Um aguardado relatório das Forças Armadas sobre a fiscalização das urnas eletrônicas e do sistema de votação, divulgado nesta quarta (9), não apontou a ocorrência de fraudes nas eleições. Isso bastaria para enfraquecer o discurso de bolsonaristas que pedem golpe militar por não concordarem com a vitória de Lula. Mas, infelizmente, eles vão ler o que querem ler. E o relatório entrega um chinelo velho para um pé cansado, ou seja, ao tratar de riscos hipotéticos anima seguidores do presidente em sua jornada psicodélica pela realidade paralela.
“Conclui-se que a verificação da correção da contabilização dos votos, por meio da comparação dos Boletins de Urna (BU) impressos com os dados disponibilizados pelo TSE, ocorreu sem apresentar inconformidade”, afirma o relatório em sua página 24, pouco antes de listar um resumo das “oportunidades de melhoria”. Como a questão da contabilização era uma das principais questionadas por Jair, isso seria o bastante para os empresários que financiam os bloqueios e protestos botassem sua viola no saco e voltassem ao trabalho.
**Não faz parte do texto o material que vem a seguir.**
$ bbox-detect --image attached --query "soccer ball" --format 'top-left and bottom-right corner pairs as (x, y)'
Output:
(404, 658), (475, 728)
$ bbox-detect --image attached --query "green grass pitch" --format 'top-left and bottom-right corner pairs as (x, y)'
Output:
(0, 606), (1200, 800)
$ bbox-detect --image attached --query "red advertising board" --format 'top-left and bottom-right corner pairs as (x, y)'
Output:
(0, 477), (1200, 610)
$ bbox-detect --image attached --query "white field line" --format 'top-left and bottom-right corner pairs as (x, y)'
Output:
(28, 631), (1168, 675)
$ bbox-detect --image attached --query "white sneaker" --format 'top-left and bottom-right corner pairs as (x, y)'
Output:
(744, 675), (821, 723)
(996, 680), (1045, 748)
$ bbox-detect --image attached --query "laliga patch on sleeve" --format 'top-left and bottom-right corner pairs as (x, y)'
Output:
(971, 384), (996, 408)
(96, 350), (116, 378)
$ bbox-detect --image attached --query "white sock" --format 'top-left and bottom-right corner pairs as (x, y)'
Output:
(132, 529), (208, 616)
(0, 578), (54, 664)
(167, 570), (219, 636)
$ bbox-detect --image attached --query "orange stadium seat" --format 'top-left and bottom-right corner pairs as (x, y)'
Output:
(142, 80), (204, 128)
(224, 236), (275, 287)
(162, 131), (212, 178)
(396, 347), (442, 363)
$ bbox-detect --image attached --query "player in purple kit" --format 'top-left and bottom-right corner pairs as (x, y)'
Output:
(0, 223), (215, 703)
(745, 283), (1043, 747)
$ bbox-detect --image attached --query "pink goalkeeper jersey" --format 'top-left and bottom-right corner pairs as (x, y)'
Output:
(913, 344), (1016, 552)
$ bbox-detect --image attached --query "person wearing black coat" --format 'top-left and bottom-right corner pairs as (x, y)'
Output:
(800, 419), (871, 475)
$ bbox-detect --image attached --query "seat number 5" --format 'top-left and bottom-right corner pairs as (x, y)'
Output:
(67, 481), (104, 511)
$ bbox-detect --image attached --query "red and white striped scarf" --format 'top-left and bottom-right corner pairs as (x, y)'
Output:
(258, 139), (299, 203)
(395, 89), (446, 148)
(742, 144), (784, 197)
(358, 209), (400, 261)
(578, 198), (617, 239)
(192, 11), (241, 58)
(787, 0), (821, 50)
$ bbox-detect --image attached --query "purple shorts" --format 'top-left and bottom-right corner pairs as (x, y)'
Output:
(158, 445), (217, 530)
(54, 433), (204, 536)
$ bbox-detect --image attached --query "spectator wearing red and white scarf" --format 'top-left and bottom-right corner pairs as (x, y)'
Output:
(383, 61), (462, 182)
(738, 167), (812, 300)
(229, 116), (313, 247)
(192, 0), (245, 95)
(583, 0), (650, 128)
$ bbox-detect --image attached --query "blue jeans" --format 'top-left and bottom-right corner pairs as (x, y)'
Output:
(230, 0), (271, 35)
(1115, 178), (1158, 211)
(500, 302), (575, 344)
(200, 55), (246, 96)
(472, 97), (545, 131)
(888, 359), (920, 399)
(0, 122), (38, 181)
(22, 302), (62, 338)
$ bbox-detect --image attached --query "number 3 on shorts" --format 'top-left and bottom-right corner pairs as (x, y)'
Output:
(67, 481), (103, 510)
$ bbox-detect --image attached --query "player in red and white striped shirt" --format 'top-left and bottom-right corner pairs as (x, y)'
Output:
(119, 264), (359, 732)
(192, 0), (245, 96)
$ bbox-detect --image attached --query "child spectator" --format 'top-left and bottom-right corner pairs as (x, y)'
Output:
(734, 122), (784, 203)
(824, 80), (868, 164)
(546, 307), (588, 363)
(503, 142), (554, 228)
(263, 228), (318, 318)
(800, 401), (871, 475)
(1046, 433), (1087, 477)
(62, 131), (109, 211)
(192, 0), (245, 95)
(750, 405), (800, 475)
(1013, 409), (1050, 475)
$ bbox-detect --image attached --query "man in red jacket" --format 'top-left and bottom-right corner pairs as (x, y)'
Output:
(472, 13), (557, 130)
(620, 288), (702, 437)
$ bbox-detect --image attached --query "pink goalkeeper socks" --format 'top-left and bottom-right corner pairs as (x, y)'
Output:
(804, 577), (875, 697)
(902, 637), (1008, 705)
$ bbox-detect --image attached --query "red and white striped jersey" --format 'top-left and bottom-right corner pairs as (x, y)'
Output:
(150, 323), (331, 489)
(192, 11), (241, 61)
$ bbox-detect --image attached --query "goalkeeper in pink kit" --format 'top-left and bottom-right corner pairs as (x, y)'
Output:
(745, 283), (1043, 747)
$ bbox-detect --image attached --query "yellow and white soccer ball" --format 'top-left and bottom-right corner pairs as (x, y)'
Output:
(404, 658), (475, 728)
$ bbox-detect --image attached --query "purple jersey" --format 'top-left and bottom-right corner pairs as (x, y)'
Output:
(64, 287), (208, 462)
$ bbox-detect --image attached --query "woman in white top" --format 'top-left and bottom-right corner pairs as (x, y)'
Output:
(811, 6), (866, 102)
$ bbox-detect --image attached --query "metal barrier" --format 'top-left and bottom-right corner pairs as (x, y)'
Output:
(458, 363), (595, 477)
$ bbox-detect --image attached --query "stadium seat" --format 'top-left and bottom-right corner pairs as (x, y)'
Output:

Mas o general fez um agrado para os bolsonaristas radicais, atendendo às necessidades do seu patrão, o capitão. No ofício com o qual encaminhou o relatório das Forças Armadas ao Tribunal Superior Eleitoral, o ministro da Defesa Paulo Sérgio de Oliveira deu uma “apimentada” no conteúdo. Destacou que “foi observado que a ocorrência de acesso à rede, durante a compilação do código-fonte e consequente geração dos programas, pode [grifo meu] configurar relevante risco à segurança do processo”.
E que a partir dos testes de funcionalidade, realizados por meio do Teste de Integridade e do Projeto-Piloto com Biometria, “não é possível afirmar que o sistema eletrônico de votação está isento da influência de um eventual código malicioso que possa [grifo meu de novo] alterar o seu funcionamento”.
Percebam o uso do verbo “poder”. Apesar de não contar com fatos que corroborem sua hipótese, o ministro enumera hipóteses para criar fatos.
Algo que não provou ser falso não é necessariamente verdadeiro, da mesma forma algo que “pode” acontecer não acontecerá necessariamente. Mas isso é suficiente para ajudar a estimular o naco golpista da militância bolsonarista, que vai abraçar a existência da hipótese levantada pelo relatório como um fato consumado.
Não é um relatório abertamente golpista, mas ao jogar com esses elementos, ele entrega ração para o rebanho presidencial e impede um ponto final nessa sandice de “intervenção militar”.
A fragilidade do documento foi imediatamente percebida pelo presidente do TSE, ministro Alexandre de Moraes, que emitiu nota recebendo com “satisfação” o relatório que “não apontou a existência de nenhuma fraude ou inconsistência nas urnas eletrônicas e no processo eleitoral de 2022”. Completou, afirmando que as sugestões serão analisadas depois. Está correto, é isso mesmo, sem bater palma para os golpistas dançarem em frente a lojas da Havan.
A fiscalização das urnas eletrônica e do sistema de votação não é atribuição das Forças Armadas, mesmo assim foi isso o que elas fizeram a pedido de Jair Bolsonaro. Com uma fronteira que é mais porosa que um queijo suíço, onde nossa soberania é aviltada diariamente, surpreende que o setor de inteligência dos militares tenha tempo e recursos sobrando para lidar com algo que não é de sua competência. E sobre o qual, como podemos ver, eles não contribuíram com nada relevante.
Que o próximo governo garanta que as Forças Armadas não se submetam a esse tipo de humilhação, afastando-as da política e garantindo que façam o que a Constituição Federal espera delas. Que, certamente, não é ajudar em golpe.